Bulk carriers struck off shipowners shopping list

Only a few contracts for new bulk carriers were placed in January but not a single order was booked in February, according to Bimco Shipping Analysis Manager, Filipe Gouveia. The shipowners’ organisation cited weak freight rates, high prices for new ships, long lead times, and widespread uncertainties as some of the main negatives.

A steady stream of orders in the container and tanker sectors has held newbuilding prices high and many shipyards are fully booked for years to come. Smaller bulkers ordered today can only be delivered from 2027, larger vessels from 2028, Bimco said.

“The dry bulk medium-term market outlook is currently very uncertain,” said Gouveia, “which could be affecting contracting. The outlook for iron ore and coal seems weak, while a potential return to normal Red Sea routings and burgeoning trade wars may further weaken demand.”
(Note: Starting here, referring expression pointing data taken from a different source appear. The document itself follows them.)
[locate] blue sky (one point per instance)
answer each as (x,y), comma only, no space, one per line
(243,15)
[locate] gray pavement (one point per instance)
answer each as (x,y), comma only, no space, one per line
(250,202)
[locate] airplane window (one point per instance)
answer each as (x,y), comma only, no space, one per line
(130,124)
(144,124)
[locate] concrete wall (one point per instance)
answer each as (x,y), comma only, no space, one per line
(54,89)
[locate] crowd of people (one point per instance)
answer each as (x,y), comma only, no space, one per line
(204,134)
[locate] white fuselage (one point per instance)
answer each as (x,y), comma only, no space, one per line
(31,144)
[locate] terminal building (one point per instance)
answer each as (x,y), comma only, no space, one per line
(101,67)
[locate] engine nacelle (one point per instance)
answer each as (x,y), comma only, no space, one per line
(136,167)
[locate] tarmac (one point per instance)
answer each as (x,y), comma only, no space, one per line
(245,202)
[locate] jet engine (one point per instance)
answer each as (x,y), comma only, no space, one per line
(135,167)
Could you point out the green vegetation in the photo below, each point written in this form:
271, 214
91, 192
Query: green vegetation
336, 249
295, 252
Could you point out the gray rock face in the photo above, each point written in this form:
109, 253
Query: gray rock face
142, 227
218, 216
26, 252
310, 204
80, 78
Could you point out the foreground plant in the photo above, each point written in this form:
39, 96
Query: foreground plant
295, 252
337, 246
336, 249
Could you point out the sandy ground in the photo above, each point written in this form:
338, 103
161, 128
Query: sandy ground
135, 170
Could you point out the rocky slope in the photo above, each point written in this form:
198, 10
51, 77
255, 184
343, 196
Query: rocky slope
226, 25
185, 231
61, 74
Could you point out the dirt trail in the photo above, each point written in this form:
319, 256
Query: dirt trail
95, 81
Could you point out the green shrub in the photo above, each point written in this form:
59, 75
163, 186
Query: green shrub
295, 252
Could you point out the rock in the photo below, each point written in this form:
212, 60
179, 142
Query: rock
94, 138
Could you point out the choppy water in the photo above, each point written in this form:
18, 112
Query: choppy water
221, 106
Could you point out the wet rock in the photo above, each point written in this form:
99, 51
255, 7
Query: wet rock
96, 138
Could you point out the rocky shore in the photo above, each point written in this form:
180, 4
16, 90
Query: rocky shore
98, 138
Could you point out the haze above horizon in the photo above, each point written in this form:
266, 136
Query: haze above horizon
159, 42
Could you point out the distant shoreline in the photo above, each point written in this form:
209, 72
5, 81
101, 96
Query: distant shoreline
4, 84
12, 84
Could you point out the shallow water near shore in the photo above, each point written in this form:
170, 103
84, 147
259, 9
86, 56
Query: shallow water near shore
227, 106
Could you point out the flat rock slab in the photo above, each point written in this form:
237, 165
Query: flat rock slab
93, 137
The world’s bulker fleet is younger than the boxship and tanker fleets but the sector still has an average age of 13 years. The current orderbook totals 10% of the current fleet, Bimco figures indicate, which is sufficient to replace older ships in a stable market. Meanwhile, although panamax contracts have been the most popular this year, driving the orderbook to 34% of the sector’s capacity, new orders were still down 83% year on year.

The Capesize orderbook, which represents 29% of bulk carrier capacity, has the lowest orederbook to fleet ratio of just 8%. Not a single Capesize order has been placed so far this year.

In the face of weak demand growth, Gouveia expects that fleet renewal and decarbonisation are likely to drive bulk carrier contracting in the future. “Older bulkers are already less expensive,” he noted, “as climate regulations limit their sailing speeds. As regulations tighten in the medium- to long-term, recycling of older ships could be further incentivised.”